Gradient computation and updates are performed every $k_1$ time steps because it’s computationally cheaper than updating at every time step. Updating multiple times per sequence (i.e. setting $k_1$ less than the sequence length) can accelerate training because weight updates are more frequent.
Backpropagation is performed for only $k_2$ time steps because it’s computationally cheaper than propagating back to the beginning of the sequence (which would require storing and repeatedly processing all time steps). Gradients computed in this manner are an approximation to the ‘true’ gradient computed over all time steps. But, because of the vanishing gradient problem, gradients will tend to approach zero after some number of time steps; propagating beyond this limit wouldn’t give any benefit. Setting $k_2$ too short can limit the temporal scale over which the network can learn. However, the network’s memory isn’t limited to $k_2$ time steps because the hidden units can store information beyond this period (e.g. see Mikolov 2012 and this post).

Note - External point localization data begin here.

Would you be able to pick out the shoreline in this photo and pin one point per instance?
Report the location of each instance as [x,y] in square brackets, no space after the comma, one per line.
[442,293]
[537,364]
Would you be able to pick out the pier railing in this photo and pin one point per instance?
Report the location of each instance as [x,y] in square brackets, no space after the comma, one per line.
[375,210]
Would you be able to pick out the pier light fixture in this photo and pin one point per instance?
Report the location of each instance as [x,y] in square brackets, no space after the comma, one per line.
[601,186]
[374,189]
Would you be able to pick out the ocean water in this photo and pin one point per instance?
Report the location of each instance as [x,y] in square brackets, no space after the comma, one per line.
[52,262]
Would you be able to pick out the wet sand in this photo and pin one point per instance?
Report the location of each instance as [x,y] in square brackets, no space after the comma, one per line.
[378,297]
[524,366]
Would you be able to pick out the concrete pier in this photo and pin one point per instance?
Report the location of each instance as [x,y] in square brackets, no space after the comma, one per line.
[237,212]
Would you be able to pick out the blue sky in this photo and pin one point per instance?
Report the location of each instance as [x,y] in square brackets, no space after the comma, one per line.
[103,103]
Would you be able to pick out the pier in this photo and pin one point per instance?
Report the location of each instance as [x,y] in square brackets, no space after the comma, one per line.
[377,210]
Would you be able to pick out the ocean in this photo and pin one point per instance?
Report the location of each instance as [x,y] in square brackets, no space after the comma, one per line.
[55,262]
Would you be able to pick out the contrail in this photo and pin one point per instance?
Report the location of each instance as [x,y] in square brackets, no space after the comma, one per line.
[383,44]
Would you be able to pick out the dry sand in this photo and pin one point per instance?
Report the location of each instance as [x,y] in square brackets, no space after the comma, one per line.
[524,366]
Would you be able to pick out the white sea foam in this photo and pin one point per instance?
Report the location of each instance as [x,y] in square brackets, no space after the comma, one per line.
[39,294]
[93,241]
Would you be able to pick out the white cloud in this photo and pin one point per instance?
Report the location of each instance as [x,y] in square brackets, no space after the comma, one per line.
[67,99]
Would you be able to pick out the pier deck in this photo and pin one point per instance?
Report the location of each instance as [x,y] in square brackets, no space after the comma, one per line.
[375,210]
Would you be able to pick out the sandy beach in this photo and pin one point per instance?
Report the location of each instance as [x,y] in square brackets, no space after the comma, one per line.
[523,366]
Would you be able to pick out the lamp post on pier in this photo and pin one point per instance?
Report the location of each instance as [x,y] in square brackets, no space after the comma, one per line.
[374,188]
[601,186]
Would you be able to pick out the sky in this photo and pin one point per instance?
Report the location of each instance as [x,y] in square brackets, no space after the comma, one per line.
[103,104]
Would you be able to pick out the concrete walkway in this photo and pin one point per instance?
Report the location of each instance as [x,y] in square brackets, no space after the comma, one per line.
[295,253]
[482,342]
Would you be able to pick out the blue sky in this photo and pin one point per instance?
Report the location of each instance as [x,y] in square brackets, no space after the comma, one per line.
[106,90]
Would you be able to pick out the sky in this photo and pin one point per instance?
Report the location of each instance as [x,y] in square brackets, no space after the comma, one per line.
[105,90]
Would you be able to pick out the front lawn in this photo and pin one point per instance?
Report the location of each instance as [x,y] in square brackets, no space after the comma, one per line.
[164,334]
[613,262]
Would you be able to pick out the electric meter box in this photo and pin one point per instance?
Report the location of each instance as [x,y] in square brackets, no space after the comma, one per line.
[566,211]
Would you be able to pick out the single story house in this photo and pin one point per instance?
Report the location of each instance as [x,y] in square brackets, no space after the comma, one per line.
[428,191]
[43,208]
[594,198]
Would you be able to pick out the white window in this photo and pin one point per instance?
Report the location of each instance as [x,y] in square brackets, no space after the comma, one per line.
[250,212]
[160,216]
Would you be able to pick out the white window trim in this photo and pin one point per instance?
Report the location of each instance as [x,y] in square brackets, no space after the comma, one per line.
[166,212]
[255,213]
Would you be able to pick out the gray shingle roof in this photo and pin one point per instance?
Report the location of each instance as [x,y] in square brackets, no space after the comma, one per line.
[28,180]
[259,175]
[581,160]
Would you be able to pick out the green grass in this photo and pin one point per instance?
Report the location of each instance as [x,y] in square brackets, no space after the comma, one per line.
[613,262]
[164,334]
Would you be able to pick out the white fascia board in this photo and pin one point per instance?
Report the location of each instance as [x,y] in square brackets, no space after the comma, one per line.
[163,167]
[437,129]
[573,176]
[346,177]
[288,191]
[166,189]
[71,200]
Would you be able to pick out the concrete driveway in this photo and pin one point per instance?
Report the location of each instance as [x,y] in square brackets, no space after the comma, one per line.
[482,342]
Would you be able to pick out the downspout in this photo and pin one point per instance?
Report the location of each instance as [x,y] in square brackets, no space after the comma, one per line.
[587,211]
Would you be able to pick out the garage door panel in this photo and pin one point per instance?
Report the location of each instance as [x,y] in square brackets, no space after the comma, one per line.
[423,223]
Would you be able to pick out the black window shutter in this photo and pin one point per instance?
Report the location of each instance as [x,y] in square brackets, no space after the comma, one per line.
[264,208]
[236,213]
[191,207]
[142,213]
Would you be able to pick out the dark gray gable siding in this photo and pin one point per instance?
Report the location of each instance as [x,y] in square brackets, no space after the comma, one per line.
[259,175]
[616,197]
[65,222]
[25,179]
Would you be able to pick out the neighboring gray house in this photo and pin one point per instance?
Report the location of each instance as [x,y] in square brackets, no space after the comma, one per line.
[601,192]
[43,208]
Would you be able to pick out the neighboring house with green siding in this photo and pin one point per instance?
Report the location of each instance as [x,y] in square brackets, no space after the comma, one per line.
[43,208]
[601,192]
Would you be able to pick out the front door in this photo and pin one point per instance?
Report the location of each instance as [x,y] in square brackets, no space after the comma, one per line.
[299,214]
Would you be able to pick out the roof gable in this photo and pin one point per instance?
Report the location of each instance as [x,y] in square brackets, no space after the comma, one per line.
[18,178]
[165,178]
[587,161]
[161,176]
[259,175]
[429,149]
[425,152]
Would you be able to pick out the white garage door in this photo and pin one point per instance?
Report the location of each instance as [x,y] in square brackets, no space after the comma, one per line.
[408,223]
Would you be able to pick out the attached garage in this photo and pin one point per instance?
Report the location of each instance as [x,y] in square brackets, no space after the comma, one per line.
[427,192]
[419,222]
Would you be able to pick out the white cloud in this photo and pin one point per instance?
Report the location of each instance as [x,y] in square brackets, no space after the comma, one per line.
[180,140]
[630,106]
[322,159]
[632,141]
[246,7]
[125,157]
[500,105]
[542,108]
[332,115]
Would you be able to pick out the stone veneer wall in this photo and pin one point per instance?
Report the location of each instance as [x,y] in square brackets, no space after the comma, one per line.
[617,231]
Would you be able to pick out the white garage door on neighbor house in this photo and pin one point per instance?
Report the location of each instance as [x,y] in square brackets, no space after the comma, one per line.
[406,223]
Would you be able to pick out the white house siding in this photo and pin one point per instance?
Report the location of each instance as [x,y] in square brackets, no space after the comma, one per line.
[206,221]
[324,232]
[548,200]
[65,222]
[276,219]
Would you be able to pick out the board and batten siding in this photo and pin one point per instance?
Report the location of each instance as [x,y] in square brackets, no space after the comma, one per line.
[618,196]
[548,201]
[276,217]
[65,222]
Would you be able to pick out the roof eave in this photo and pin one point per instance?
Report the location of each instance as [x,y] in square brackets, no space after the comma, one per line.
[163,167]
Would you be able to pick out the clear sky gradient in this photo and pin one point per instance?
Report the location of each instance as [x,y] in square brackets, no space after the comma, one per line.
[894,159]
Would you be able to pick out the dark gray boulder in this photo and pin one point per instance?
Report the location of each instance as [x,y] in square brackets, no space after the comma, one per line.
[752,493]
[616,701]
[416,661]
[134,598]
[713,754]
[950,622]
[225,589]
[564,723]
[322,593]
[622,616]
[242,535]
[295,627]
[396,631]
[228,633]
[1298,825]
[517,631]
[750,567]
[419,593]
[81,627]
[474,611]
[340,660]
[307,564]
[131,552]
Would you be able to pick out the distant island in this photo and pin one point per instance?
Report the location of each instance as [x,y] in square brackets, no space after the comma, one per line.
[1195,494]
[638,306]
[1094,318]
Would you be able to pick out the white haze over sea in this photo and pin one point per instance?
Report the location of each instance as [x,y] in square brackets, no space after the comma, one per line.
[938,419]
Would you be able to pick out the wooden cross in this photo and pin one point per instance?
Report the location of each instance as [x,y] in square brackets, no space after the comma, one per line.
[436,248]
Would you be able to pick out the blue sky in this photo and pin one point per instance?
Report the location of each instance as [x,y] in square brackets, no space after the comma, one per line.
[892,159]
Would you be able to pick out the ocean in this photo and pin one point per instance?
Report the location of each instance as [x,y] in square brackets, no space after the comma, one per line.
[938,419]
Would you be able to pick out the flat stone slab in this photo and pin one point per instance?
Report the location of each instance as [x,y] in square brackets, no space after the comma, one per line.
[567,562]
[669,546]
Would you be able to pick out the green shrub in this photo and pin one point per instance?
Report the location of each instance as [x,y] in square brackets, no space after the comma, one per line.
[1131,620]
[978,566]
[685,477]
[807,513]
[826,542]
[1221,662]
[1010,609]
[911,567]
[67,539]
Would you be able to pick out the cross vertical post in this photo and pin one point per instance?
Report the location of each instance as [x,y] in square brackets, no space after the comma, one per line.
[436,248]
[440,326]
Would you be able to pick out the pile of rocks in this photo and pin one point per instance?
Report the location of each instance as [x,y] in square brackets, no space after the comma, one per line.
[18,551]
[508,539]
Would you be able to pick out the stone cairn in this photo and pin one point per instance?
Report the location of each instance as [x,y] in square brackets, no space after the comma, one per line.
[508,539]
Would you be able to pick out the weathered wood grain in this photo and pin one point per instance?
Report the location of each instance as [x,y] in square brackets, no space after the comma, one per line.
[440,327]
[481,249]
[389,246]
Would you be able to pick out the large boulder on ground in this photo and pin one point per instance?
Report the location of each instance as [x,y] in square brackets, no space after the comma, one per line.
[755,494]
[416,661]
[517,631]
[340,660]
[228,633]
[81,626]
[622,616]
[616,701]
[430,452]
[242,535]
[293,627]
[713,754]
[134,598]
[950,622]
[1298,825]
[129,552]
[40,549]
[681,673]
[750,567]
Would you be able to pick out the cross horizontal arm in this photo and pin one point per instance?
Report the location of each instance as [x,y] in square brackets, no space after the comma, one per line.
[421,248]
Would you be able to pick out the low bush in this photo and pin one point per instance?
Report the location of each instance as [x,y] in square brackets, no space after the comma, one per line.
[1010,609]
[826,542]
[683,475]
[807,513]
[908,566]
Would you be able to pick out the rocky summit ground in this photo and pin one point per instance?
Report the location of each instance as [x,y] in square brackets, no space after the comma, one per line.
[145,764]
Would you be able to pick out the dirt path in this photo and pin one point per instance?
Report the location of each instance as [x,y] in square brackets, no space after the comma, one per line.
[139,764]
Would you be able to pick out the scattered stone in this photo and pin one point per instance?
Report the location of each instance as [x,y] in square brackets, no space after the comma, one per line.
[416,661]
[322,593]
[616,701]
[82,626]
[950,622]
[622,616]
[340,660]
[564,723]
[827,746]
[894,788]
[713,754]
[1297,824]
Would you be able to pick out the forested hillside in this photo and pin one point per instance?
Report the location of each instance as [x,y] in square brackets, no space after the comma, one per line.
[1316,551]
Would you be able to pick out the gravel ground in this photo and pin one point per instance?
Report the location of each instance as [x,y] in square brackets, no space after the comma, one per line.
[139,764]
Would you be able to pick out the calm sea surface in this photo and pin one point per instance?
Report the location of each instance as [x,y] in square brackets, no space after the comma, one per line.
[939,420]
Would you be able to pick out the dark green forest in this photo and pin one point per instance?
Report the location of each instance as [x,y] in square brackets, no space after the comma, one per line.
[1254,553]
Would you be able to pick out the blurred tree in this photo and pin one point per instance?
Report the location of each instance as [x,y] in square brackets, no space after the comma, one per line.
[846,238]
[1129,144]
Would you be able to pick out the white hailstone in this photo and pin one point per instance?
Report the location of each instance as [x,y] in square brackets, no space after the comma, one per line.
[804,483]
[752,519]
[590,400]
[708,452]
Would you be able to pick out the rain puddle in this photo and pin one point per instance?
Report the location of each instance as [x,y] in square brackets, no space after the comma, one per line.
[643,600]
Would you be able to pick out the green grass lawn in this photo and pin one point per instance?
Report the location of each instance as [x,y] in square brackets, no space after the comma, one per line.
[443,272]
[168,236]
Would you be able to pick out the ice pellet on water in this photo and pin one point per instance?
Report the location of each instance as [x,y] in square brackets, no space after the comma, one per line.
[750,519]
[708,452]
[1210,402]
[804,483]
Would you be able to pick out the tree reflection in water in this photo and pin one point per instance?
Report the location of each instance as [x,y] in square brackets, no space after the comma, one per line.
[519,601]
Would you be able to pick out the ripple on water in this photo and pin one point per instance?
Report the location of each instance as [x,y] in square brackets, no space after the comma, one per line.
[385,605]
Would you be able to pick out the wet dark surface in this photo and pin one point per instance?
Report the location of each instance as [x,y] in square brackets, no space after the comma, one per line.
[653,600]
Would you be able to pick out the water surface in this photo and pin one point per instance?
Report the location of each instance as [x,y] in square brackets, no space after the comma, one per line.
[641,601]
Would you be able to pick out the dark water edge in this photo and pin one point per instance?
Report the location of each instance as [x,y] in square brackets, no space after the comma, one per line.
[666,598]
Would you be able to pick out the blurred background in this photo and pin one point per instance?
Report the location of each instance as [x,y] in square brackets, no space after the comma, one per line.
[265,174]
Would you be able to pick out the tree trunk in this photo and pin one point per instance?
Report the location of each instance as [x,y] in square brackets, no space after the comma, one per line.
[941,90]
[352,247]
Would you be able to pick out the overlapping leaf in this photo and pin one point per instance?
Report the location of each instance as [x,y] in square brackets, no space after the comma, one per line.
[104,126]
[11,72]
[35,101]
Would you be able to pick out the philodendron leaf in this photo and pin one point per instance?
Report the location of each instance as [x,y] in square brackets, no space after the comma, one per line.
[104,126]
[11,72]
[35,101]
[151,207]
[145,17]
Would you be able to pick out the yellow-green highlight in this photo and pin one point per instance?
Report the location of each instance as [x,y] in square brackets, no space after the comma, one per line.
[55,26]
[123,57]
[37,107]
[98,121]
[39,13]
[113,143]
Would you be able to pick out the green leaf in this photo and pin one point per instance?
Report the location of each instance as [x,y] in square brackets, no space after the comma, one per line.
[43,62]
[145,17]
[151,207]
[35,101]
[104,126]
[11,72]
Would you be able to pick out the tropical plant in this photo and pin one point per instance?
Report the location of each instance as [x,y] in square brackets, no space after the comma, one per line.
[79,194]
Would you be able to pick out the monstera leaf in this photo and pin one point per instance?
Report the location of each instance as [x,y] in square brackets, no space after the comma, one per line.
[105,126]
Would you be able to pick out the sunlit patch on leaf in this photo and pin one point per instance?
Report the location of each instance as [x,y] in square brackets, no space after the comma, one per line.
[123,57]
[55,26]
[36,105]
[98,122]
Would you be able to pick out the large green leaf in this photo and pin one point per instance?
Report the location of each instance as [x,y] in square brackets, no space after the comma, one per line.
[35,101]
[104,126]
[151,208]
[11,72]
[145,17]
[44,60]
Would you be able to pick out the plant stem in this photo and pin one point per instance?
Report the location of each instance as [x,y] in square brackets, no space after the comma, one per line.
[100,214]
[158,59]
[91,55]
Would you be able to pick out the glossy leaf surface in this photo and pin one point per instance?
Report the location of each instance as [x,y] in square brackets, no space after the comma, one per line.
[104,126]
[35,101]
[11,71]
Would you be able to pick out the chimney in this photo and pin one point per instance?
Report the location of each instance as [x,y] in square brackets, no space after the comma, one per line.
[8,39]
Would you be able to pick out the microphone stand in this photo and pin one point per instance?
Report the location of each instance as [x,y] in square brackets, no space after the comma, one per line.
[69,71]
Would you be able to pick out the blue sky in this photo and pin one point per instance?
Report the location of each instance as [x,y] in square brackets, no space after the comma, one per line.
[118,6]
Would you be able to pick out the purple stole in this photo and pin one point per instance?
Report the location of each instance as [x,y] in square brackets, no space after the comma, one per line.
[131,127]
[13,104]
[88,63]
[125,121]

Memory capacity of a truncated RNN
Source: https://stats.stackexchange.com/a/167800
Limiting the gradient during training is more like limiting the window over which your model can assimilate input features and hidden state with high confidence. Because at test time you apply your model to the entire input sequence, it will still be able to incorporate information about all of the input features into its hidden state. It might not know exactly how to preserve that information until it makes its final prediction for the sentence, but there might be some (admittedly weaker) connections that it would still be able to make.